There is promise in this judgment! And John is eager for us to receive it: “Prepare the way of the Lord! Make his paths straight!” That’s another interesting word in Greek: euthus, translated “straight,” can mean that something is physically straight, or ethically upright, and it can also convey a sense of immediacy: Make his paths straight and straight away!

John proclaims God’s judgment: “The kingdom of heaven has come near!” There is proximity and urgency to this promise! Christ is coming soon! Get ready! The kingdom of heaven has come and is coming near. The space between God and humanity is getting thinner. And when God becomes flesh and enters into our reality, you can be certain that it will change everything and make all things new.

Heed the baptist’s clarion call – calling us to a new way of life that acts with intention and speaks deliberately…in a spirit of wisdom and understanding, counsel and might, knowledge and fear of the Lord. These are the words spoken over us in our baptism – where we also promise with the entire community of faith to strive for peace and justice in all the earth, a peace and justice breaking in even now.

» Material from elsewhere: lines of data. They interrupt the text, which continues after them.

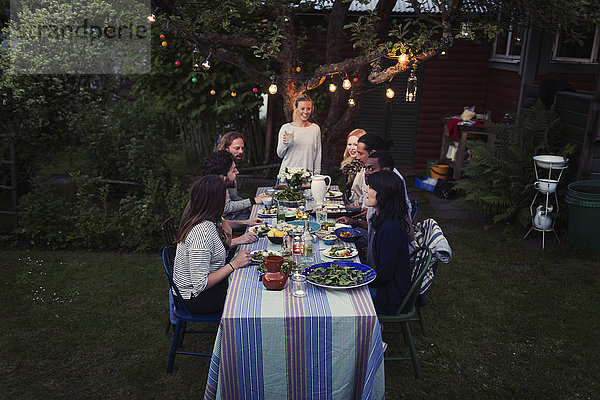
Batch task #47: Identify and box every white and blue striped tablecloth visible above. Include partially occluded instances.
[204,188,385,400]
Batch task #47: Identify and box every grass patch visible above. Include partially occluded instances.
[0,201,600,399]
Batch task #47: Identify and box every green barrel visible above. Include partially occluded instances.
[565,180,600,251]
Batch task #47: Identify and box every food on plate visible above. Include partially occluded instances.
[250,250,279,261]
[325,245,353,257]
[258,205,277,215]
[267,225,294,237]
[256,258,296,275]
[250,224,271,236]
[306,262,364,286]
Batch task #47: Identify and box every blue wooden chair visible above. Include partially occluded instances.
[377,247,432,378]
[162,245,221,373]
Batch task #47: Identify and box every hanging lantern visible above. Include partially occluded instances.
[342,77,352,90]
[192,46,202,72]
[202,53,212,71]
[405,68,417,102]
[458,22,471,39]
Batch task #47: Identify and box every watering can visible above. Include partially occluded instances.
[533,206,553,231]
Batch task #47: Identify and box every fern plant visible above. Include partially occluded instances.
[455,100,575,228]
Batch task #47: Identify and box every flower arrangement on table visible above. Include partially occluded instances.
[277,167,312,190]
[274,167,312,207]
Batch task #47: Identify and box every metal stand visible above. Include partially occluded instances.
[523,160,569,250]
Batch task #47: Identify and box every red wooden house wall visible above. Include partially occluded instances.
[414,40,489,169]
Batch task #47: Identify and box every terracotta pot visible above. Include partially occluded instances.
[263,256,287,290]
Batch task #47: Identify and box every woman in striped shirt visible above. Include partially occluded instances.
[173,175,251,314]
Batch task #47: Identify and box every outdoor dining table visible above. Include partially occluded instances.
[204,187,385,400]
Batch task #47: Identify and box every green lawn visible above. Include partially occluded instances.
[0,204,600,399]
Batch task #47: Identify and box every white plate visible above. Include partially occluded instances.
[250,250,281,264]
[323,248,358,260]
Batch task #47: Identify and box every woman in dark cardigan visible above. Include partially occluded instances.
[365,171,411,314]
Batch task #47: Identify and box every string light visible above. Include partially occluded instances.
[148,7,422,103]
[348,93,356,107]
[202,53,212,71]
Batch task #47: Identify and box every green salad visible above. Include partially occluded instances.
[274,188,304,201]
[256,258,296,275]
[307,263,364,286]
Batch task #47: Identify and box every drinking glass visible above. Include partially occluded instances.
[291,273,306,297]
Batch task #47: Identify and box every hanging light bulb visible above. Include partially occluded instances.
[405,68,417,102]
[342,76,352,90]
[202,53,212,71]
[192,45,202,72]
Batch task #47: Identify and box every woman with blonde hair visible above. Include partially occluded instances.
[340,129,367,206]
[277,94,321,174]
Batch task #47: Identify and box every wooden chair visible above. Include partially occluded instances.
[377,247,432,378]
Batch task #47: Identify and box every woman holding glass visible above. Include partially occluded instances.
[365,171,411,314]
[173,175,251,314]
[340,129,367,206]
[277,94,321,174]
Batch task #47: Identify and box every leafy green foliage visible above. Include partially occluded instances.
[455,100,575,227]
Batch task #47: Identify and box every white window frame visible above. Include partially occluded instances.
[551,28,600,64]
[490,26,526,64]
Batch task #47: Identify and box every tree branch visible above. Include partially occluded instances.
[212,48,271,87]
[369,50,437,85]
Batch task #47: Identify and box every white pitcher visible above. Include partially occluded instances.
[310,175,331,204]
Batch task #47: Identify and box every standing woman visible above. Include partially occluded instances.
[340,129,367,206]
[173,175,250,314]
[365,171,412,314]
[277,94,321,174]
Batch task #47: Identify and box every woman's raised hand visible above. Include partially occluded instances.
[230,250,252,269]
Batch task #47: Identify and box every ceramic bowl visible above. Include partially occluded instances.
[333,228,362,243]
[267,236,283,246]
[322,235,337,246]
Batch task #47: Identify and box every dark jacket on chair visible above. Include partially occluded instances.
[369,220,411,314]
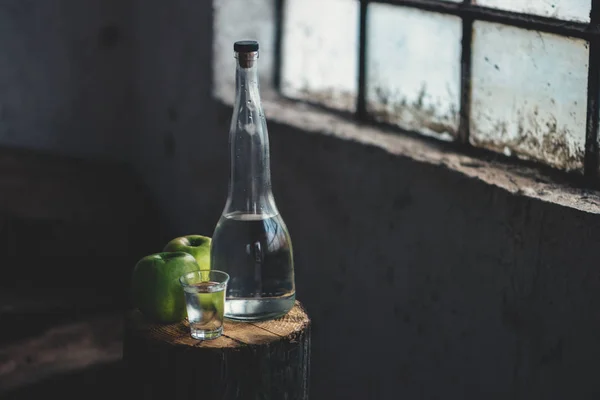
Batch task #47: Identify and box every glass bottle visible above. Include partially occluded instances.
[211,41,296,321]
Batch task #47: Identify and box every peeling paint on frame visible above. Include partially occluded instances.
[470,21,589,171]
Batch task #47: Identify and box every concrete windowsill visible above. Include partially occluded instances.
[217,88,600,214]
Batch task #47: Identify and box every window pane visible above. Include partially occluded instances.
[471,21,589,170]
[474,0,591,22]
[367,4,462,140]
[213,0,275,99]
[281,0,359,111]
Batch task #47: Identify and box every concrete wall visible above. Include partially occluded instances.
[0,0,133,161]
[262,111,600,400]
[132,0,228,240]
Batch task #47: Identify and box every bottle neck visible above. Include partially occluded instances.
[223,54,277,214]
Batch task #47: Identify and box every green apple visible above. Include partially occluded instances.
[132,251,200,323]
[163,235,211,269]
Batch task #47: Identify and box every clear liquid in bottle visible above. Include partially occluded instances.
[211,41,296,321]
[212,212,295,320]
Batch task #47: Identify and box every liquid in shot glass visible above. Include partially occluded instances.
[179,270,229,340]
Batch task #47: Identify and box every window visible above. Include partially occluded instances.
[214,0,600,180]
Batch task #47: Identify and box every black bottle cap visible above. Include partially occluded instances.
[233,40,258,53]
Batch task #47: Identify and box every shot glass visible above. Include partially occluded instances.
[179,270,229,340]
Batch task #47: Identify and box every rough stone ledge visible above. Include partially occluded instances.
[217,88,600,214]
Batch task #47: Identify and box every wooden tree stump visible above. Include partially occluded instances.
[123,302,310,400]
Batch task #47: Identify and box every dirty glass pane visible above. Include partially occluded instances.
[471,21,589,170]
[474,0,591,22]
[367,4,462,140]
[281,0,359,111]
[213,0,275,99]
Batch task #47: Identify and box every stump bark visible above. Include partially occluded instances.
[123,302,310,400]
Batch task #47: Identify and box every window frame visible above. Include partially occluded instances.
[273,0,600,183]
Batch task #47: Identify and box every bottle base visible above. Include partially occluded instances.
[225,293,296,321]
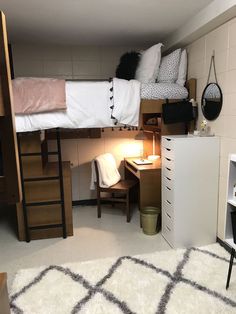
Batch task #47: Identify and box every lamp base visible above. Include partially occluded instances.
[148,155,160,161]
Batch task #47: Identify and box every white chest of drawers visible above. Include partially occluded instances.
[161,135,219,247]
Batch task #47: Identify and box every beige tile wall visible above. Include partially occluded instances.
[187,18,236,239]
[12,44,143,200]
[12,44,142,79]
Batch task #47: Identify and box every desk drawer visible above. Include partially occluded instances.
[162,200,174,220]
[162,167,174,180]
[161,137,174,149]
[162,185,174,205]
[162,156,174,170]
[162,174,174,190]
[161,146,174,160]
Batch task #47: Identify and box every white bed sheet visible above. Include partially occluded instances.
[141,83,188,99]
[15,79,140,132]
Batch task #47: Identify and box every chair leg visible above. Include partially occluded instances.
[97,191,102,218]
[226,248,235,289]
[126,191,131,222]
[111,193,115,208]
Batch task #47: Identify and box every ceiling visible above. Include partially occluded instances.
[0,0,212,45]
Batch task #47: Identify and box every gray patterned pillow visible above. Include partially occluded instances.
[157,49,181,83]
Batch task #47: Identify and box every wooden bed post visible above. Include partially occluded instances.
[0,12,22,203]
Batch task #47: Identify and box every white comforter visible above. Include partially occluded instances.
[16,78,140,132]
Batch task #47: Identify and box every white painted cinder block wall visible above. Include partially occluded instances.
[187,18,236,239]
[12,44,143,200]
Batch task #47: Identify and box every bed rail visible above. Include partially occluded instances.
[0,12,21,203]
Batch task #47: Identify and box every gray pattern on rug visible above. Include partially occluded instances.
[10,244,236,314]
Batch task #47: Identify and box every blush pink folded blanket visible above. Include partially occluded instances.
[12,77,66,114]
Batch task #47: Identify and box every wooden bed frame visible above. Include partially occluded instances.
[0,12,196,204]
[0,12,22,204]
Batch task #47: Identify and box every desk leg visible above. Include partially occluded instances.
[0,273,10,314]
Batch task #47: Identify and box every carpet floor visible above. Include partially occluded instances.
[10,244,236,314]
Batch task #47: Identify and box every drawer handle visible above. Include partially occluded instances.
[166,226,171,231]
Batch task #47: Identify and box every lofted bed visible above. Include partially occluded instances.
[0,12,196,241]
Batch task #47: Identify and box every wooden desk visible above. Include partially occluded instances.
[0,273,10,314]
[125,157,161,208]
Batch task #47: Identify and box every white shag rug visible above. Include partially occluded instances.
[10,244,236,314]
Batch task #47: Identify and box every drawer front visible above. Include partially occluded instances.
[162,166,174,180]
[161,137,174,149]
[162,200,174,221]
[162,156,174,170]
[162,185,174,205]
[161,146,174,160]
[162,174,174,190]
[161,215,174,247]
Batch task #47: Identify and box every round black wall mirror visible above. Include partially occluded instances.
[201,83,223,120]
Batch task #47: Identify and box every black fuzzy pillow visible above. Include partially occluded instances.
[116,51,140,80]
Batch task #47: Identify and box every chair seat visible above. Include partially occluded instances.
[100,180,137,192]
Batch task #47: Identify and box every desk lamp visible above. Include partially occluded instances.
[148,132,160,161]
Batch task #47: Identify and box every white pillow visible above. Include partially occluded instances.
[157,49,181,83]
[176,49,187,86]
[135,43,163,83]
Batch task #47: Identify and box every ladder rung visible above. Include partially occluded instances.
[20,152,58,157]
[24,176,60,182]
[29,224,63,230]
[25,200,62,206]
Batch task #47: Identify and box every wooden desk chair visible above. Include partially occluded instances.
[94,160,137,222]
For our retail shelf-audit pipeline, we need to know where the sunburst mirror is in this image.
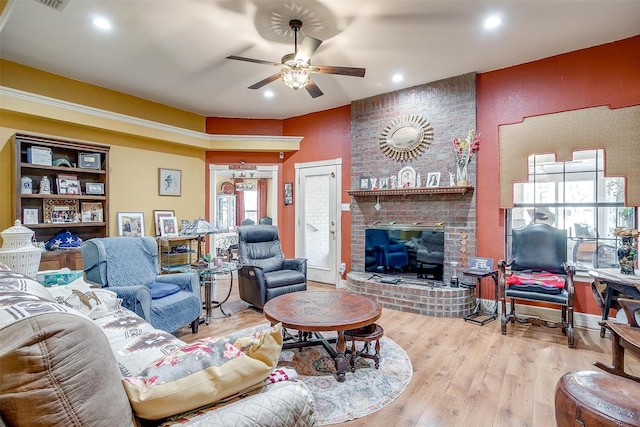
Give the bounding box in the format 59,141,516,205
380,114,433,162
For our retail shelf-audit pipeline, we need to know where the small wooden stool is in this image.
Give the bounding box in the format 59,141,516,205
555,371,640,427
344,323,384,372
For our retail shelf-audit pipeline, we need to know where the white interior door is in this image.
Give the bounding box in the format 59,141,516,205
294,159,342,285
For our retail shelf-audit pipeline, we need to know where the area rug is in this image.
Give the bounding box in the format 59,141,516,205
278,333,413,425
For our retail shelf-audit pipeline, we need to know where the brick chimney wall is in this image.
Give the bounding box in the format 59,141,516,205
351,73,482,282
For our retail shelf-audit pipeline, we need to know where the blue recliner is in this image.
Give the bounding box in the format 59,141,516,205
81,237,202,334
238,225,307,309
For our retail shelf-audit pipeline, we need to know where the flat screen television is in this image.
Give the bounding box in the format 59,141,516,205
364,225,444,281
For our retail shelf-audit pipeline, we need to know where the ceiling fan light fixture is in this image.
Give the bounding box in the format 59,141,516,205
280,60,311,90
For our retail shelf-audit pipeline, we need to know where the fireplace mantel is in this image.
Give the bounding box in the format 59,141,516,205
347,186,473,197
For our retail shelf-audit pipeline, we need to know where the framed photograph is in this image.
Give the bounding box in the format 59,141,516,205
427,172,440,187
42,199,79,224
160,216,178,237
51,206,78,224
158,168,182,196
80,202,104,222
153,210,176,236
118,212,144,237
378,176,389,190
22,209,38,224
78,153,102,169
84,182,104,196
284,182,293,205
398,166,418,188
360,176,371,190
56,173,82,195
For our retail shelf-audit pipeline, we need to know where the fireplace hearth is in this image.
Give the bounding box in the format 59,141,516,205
346,271,476,318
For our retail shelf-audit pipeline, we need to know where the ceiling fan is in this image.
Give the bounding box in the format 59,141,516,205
227,19,365,98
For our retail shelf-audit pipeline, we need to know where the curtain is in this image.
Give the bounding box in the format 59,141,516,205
498,106,640,209
258,178,269,219
233,179,244,225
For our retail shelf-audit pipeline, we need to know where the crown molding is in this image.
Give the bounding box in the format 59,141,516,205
0,86,303,152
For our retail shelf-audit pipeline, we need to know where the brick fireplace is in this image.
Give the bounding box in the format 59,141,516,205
347,73,482,317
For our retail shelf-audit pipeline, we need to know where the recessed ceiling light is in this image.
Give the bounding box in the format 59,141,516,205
484,15,502,30
91,16,111,30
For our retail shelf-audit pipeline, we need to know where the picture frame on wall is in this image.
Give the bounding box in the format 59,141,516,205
158,168,182,196
118,212,144,237
153,210,176,236
427,172,440,187
160,216,178,237
284,182,293,205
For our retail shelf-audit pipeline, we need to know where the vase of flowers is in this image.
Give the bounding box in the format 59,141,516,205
613,227,640,274
453,129,480,186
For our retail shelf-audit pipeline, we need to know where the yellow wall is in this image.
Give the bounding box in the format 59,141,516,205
0,61,208,235
0,60,205,132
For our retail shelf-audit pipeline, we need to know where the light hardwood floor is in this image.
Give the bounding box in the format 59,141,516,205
176,279,640,427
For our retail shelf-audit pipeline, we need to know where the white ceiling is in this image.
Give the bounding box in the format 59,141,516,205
0,0,640,119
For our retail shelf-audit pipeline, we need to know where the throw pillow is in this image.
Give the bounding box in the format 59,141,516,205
149,282,180,299
0,265,54,301
123,324,282,420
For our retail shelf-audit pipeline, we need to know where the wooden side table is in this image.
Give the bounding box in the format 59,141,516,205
589,268,640,337
462,270,499,325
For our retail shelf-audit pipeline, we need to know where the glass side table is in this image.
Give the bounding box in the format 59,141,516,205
183,264,240,325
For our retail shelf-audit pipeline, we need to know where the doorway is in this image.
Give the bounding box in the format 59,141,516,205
208,164,279,254
294,159,342,285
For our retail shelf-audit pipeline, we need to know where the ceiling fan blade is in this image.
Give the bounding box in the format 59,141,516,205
295,36,322,62
311,65,366,77
305,80,324,98
227,55,282,67
249,73,280,89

This Sunday, John calls to us: Prepare the way of the Lord! Make his paths straight and straight away! With a sense of urgency, we are called to practice the way of repentance. We are called to clear away everything that gets in the way, everything that hurts and destroys. We are called to practice the way of justice and peace. Because our lives and the wellbeing of the creation depend on it. For indeed, Christ is coming soon!